Far From the madding crowd was written by Thomas Hardy and was first published in serial form in the Cornhill magazine in 1873. The structure of the story is therefore affected as each episode builds towards a dramatic moment or climax and crucial questions are raised. It was later published as a novel in 1874. Hardy’s title is taken from the poem “Elegy in a Country Churchyard” by Thomas Grey. It suggests that the countryside is a calm place brimming with tranquillity, far away from the mayhem of city life.
Ironically, it couldn’t paint a less precise picture, as life in the countryside turns out to be just as lively and hectic as in the city. Many of the characters experience several obsessions throughout the novel. These obsessions affect them on several levels and their combination leads to an interesting plot. The main character in the novel is Bathsheba Everdene. In addition to having obsessions of her own, she is also the subject of obsessions from various other characters. These include Oak, Boldwood and Troy. The primary fixation we are made aware of is her preoccupation with her appearance.
Her vanity is evident from the very beginning of the novel. This obsession causes her to crave attention from every man she desires and ignore the attention of those who she does not consider “worthy of her notice”. Because Oak does not flatter Bathsheba in the way she would like, she chooses to ignore his feelings towards her and treats him with little respect. She soon finds another distraction – Farmer Boldwood. Hardy describes Boldwood as a “recusant” and it is for this very reason that Bathsheba is prompted to send him a Valentine.
She cannot bear to be ignored and therefore craves the attention of Boldwood – the one man who has shown no interest in her. However once he does become interested in her, she wants no more to do with him and Boldwood is left in love with Bathsheba to the point of obsession. She does feel guilty for her actions and treats him with a greater deal of respect than Oak when refusing his offer in marriage. Troy appealed to Bathsheba’s vanity by complimenting her frequently and impressing her with such ostentatious acts as sword fighting. Flattered by the attention, Bathsheba is convinced Troy would be a suitable husband.
However her attraction to him is more spontaneous than serious and she is blind to Troy’s disloyalty towards her. Her obsession with vanity and the constant need she feels for attention from men, causes her to mistreat many people who genuinely care about her. Gabriel Oak’s obsession with Bathsheba remains throughout the entire novel. He is greatly impressed with Bathsheba’s refined beauty and elegance. However, Oak has an admirable ability to control his emotions and consequently his obsession with Bathsheba is moderate, and to a certain extent – sensible.
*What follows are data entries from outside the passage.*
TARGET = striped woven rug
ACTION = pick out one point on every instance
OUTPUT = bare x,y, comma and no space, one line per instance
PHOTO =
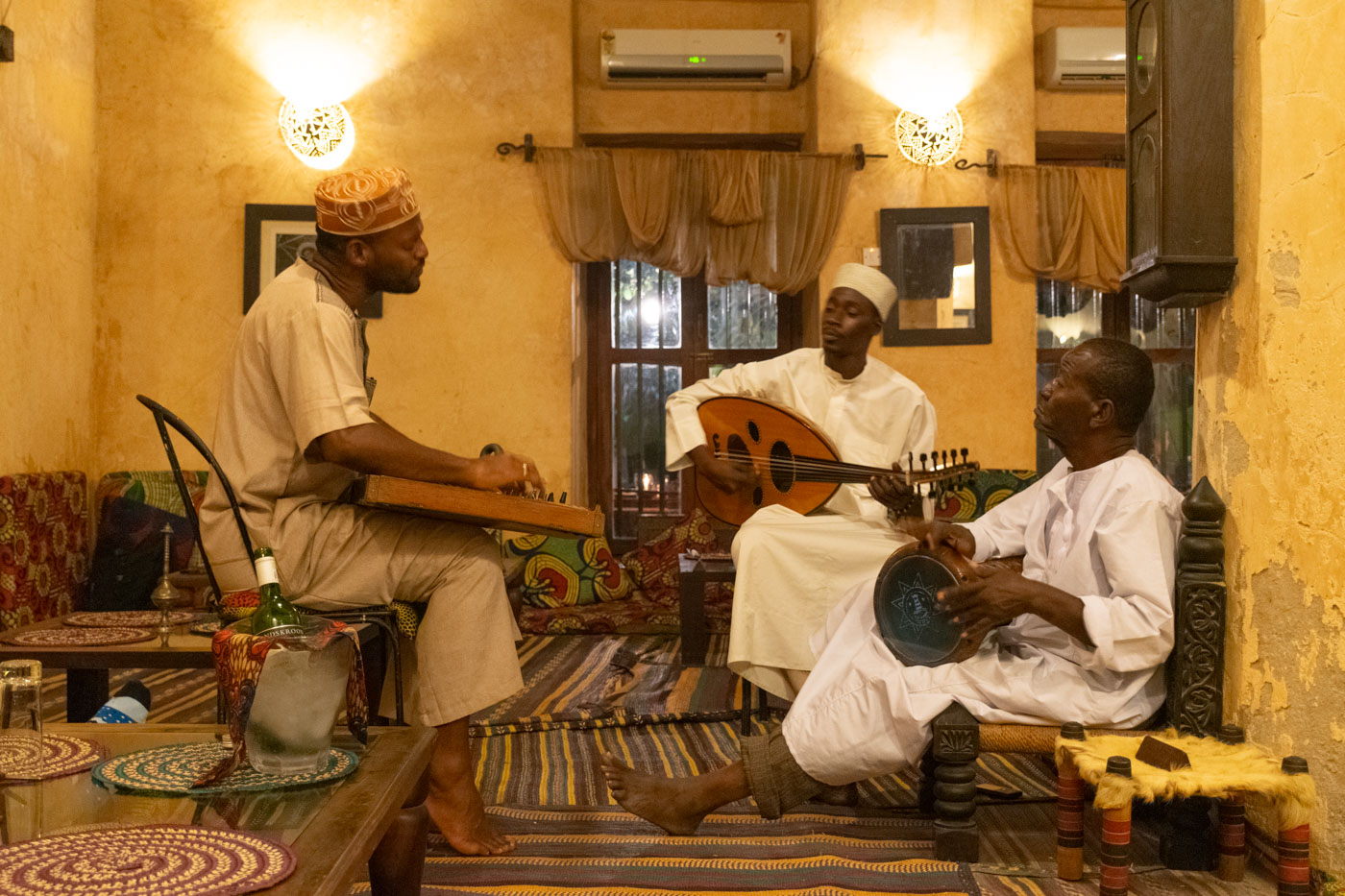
604,852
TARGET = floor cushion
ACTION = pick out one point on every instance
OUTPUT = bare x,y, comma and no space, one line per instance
43,545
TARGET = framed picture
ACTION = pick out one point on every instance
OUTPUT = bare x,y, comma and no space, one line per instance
273,238
939,258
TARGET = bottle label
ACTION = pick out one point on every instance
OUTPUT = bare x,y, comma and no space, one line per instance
265,570
281,630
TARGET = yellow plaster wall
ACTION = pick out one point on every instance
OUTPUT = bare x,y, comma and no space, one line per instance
1102,110
187,133
47,167
869,51
643,110
1270,390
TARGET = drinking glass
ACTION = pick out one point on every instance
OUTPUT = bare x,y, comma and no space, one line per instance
20,717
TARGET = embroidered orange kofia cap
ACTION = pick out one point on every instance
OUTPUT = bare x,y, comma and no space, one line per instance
365,201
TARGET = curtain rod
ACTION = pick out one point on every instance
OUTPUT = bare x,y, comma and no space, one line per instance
528,150
990,164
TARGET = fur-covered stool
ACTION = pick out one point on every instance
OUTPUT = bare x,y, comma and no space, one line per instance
1224,770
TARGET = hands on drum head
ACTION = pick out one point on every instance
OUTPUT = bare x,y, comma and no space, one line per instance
939,533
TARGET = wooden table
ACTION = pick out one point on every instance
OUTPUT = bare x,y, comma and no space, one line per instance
376,815
693,573
87,667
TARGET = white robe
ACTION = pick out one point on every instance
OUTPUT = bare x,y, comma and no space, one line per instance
1107,536
791,569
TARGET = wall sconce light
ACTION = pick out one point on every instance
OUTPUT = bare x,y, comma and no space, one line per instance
930,141
320,137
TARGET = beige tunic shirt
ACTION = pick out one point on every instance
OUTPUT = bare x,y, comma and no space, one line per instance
298,372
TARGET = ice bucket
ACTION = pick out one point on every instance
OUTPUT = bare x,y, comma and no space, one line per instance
299,695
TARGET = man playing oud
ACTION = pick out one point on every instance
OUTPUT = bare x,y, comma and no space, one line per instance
293,430
793,568
1080,634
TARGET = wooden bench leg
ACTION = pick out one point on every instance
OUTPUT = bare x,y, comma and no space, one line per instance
1113,872
399,861
1069,821
957,740
1233,837
86,691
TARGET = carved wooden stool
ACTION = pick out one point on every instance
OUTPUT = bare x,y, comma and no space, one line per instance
1226,770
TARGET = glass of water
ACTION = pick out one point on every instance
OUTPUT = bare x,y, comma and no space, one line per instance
20,718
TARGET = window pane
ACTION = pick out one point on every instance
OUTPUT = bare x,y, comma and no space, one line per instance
1165,435
1066,314
641,485
1046,453
1154,327
672,309
742,315
624,304
651,307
At no point does Oak neglect his duties and responsibilities, which therefore suggests he is in control of his obsession. This may be helped because of his genuine honesty towards Bathsheba. He tells her unmistakably and openly “You know, mistress, that I love you, and shall love you always”. Yet his love for his mistress is not blind, and after meeting Bathsheba for the first time he can already admit, “she has her faults – vanity”. Although Oak accepts that Bathsheba does not consider him as a companion, his affection for her persists.
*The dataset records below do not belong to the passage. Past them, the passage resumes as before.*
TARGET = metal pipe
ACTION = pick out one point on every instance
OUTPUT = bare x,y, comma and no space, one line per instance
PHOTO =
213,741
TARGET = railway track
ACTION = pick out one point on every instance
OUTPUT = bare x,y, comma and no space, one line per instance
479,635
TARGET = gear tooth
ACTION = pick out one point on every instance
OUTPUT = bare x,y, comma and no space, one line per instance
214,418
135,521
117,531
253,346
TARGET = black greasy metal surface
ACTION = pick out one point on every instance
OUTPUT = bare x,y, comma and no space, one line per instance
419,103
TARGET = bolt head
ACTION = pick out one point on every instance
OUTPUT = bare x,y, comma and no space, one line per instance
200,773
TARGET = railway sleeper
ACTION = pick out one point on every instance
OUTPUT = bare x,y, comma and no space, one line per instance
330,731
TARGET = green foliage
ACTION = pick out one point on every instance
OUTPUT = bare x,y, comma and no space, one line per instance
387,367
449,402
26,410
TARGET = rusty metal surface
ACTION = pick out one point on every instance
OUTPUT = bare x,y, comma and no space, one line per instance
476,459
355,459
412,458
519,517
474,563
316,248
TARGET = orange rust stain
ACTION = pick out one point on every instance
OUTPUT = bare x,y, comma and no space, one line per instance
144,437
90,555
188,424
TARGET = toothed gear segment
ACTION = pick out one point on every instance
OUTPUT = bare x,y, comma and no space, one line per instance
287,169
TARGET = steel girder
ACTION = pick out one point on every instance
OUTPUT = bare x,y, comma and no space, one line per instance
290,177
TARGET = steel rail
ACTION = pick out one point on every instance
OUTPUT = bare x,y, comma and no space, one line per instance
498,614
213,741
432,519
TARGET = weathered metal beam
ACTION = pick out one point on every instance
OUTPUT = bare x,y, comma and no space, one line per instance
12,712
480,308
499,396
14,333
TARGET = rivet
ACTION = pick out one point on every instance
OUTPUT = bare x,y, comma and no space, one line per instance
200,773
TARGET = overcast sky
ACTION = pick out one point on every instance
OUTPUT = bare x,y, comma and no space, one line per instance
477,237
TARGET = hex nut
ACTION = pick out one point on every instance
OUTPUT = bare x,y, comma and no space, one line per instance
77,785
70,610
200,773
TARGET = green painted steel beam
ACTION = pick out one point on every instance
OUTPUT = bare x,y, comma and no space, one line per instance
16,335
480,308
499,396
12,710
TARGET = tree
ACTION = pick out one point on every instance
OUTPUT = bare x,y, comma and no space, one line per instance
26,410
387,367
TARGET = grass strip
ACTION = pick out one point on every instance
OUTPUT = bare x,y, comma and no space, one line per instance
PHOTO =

He initially does not approve of the relationship between Bathsheba and Boldwood, telling his mistress he is “a man of no conscience”. However, Oak’s fair and practical nature means he doesn’t allow his jealousy to cloud his judgement, and he acknowledges to Bathsheba that Boldwood would be a suitable companion. Continuing to put the well being of Bathsheba before his own, he is even prepared to leave for America to prevent any further suffering on Bathsheba’s part, telling his mistress “I have danced at your skittish heels long enough”.
However, Oak’s perseverance and patience prevails as Bathsheba eventually responds truthfully to his feelings towards her and the couple marry happily at the end of the novel. This is one of the few obsessions in the book that has a positive outcome and perhaps this is purposeful as Hardy wanted to emphasise how dangerous obsession can be. Farmer Boldwood’s stillness is the most striking part of his character. He is a serious man who leads a dignified life and is therefore deeply affected when his mistress Bathsheba sends him an unexpected Valentine.